Neben finanziellen Unterstützungen in (besonders) bedürftigen Familien ist die Förderung eines gesunden Lebensstils durch eine entsprechende Gestaltung von Lebenswelten und Bewegungsräumen mit Parkanlagen, Grünflächen, Spielplätzen et cetera im Sinne einer gesteigerten Moveability sinnvoll (Padial-Ruz et al. 2021). Auch wenn verhältnispräventive Interventionen am ehesten erfolgversprechend sind, werden Maßnahmen im Bereich der öffentlichen Gesundheit oft unzureichend finanziert. Das betrifft in der Regel sowohl den Zeitrahmen der jeweiligen Projekte als auch eine begleitende Evaluierung (Magnusson et al. 2014). Nicht selten führt das zu einem Scheitern oder einem Mangel an Nachhaltigkeit erfolgversprechender Maßnahmen. Daher sollten auch diese Punkte verstärkt in den Blick genommen werden, nicht nur um den pandemiebeförderten gesundheitlichen Risiken entgegenzuwirken, sondern bestenfalls auch die schon lange geforderte Trendwende zu erzielen. Eine Möglichkeit der Herangehensweise bietet der Ansatz der gemeinschaftsbasierten partizipativen Forschung (Community based participatory research/CBPR; CBPR nach Israel et al. 1998; Minkler und Wallerstein 2003). Dieser Ansatz stellt weniger eine Forschungsmethode als eine partizipative Herangehensweise von Vertreter*innen aus Wissenschaft, Praxis, Bevölkerung und Kommune dar, um Ursachen von gesundheitlichen, hier pandemiebedingten/-verschärften Risiken zu erforschen und gemeinsam Handlungsstrategien zu entwickeln (mod. nach Israel et al. 2003). Im Fokus solcher Bestrebungen stehen häufig sozial benachteiligte Quartiere und Kommunen, die von dieser Zusammenarbeit im Sinne der Befähigung zu individueller und kollektiver Selbstbestimmung (Empowerment) und Kompetenzentwicklung (Capacity Building) profitieren. Damit soll letztlich die Basis für eine langfristige Zusammenarbeit und die Verankerung der jeweiligen (gesundheitlichen) Themen als Querschnittsaufgabe aller beteiligten Partner*innen geschaffen werden.

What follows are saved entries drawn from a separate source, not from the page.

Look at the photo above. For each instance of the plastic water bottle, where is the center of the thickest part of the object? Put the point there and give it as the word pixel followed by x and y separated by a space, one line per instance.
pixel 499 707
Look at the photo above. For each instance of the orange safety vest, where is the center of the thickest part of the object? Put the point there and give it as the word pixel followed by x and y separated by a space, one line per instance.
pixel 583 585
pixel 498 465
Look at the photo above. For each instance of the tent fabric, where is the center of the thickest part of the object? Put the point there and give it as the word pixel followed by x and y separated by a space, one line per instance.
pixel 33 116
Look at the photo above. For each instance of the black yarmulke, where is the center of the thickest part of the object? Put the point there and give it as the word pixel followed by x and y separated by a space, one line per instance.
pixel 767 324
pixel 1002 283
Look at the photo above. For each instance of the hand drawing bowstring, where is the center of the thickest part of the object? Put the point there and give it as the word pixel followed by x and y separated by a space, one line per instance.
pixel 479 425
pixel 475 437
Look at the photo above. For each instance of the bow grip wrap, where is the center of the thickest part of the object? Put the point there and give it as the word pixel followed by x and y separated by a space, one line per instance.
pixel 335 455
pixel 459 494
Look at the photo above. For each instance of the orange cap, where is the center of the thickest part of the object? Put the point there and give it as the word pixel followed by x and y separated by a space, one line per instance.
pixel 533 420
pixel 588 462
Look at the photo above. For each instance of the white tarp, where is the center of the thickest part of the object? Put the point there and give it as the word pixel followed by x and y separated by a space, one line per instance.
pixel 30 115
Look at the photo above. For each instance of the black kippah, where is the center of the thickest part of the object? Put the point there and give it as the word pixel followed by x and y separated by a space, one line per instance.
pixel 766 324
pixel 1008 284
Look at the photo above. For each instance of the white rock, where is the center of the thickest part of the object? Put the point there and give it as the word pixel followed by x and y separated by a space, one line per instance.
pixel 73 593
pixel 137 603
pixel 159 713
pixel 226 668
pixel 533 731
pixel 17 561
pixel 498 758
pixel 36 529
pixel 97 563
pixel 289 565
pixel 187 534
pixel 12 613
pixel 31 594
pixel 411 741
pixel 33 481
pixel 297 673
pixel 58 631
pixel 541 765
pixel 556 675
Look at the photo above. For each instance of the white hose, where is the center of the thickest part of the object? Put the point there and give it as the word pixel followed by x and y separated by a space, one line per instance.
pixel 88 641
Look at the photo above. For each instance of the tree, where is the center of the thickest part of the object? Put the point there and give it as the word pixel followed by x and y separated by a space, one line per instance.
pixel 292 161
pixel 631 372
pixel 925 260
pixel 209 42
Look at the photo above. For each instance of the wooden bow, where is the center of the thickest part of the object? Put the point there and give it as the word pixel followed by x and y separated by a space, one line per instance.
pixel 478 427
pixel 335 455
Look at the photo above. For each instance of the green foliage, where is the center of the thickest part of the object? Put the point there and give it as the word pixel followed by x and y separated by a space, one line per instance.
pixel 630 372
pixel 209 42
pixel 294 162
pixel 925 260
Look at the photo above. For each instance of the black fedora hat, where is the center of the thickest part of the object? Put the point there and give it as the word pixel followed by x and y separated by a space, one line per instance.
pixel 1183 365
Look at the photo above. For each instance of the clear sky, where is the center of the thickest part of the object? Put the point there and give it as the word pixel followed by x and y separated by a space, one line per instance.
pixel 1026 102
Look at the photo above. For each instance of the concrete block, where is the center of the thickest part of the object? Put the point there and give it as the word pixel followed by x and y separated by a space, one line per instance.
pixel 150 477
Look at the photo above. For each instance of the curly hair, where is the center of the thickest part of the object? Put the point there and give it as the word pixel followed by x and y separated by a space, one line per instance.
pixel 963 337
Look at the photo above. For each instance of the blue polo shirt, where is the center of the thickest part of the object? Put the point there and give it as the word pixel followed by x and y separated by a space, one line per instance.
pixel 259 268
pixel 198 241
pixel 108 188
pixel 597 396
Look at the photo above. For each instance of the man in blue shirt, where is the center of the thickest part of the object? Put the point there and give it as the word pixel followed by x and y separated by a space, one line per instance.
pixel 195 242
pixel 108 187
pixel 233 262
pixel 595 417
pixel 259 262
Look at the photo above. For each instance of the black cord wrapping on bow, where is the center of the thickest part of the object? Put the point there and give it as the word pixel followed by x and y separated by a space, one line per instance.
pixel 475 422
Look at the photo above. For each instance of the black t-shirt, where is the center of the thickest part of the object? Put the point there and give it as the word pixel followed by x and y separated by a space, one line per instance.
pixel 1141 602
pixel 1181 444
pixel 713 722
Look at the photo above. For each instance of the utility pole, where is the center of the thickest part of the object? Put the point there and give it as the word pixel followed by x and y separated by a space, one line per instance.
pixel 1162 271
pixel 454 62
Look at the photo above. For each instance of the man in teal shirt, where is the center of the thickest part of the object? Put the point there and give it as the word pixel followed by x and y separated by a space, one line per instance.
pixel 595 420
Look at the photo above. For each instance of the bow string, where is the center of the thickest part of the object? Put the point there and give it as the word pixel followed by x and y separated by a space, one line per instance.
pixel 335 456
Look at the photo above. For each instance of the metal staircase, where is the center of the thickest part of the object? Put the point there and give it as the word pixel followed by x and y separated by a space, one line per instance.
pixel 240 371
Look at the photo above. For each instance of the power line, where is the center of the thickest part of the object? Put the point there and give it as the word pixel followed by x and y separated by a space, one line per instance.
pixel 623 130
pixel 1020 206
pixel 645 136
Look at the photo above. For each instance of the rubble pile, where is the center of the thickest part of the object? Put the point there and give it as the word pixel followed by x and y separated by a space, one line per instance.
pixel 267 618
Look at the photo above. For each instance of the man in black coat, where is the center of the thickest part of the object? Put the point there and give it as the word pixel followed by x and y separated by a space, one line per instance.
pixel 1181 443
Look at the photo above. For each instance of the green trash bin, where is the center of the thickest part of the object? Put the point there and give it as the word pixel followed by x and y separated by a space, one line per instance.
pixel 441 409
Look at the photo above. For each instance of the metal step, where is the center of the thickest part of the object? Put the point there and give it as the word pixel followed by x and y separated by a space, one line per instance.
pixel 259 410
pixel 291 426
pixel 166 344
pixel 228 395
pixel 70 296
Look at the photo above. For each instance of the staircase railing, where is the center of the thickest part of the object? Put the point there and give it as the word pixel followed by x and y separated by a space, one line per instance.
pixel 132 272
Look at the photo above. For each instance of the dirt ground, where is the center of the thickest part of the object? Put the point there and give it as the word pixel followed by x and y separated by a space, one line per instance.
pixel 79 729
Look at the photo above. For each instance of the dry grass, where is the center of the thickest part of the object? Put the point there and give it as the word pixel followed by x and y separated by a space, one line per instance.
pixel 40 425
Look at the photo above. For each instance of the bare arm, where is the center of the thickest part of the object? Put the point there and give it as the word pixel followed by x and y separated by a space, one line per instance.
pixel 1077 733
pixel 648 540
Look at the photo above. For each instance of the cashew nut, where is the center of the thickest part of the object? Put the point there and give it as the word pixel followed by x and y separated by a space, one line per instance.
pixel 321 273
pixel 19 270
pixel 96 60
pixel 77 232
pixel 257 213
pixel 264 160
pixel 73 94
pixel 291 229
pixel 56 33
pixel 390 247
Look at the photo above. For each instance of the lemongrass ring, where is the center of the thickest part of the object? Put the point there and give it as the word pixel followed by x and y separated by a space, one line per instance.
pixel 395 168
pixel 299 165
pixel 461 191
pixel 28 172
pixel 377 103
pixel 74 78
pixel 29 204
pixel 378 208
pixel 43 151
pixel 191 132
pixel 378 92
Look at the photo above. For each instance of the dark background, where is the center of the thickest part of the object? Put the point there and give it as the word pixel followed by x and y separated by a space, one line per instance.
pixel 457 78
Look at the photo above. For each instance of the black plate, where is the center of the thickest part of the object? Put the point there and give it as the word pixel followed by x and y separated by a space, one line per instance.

Es bleibt daher zu hoffen, dass die Besonderheiten der Covid-19-Pandemie nicht nur ein Strohfeuer des Aktionismus entfacht haben, das mit der „politischen“ Gießkanne gelöscht wird, sondern fest verankerte Strukturen zur Förderung gesundheitlicher Chancengleichheit für besonders belastete Gruppen, unter anderem Kinder und Jugendliche, im Sinne von Health-in-all-Policies entstehen.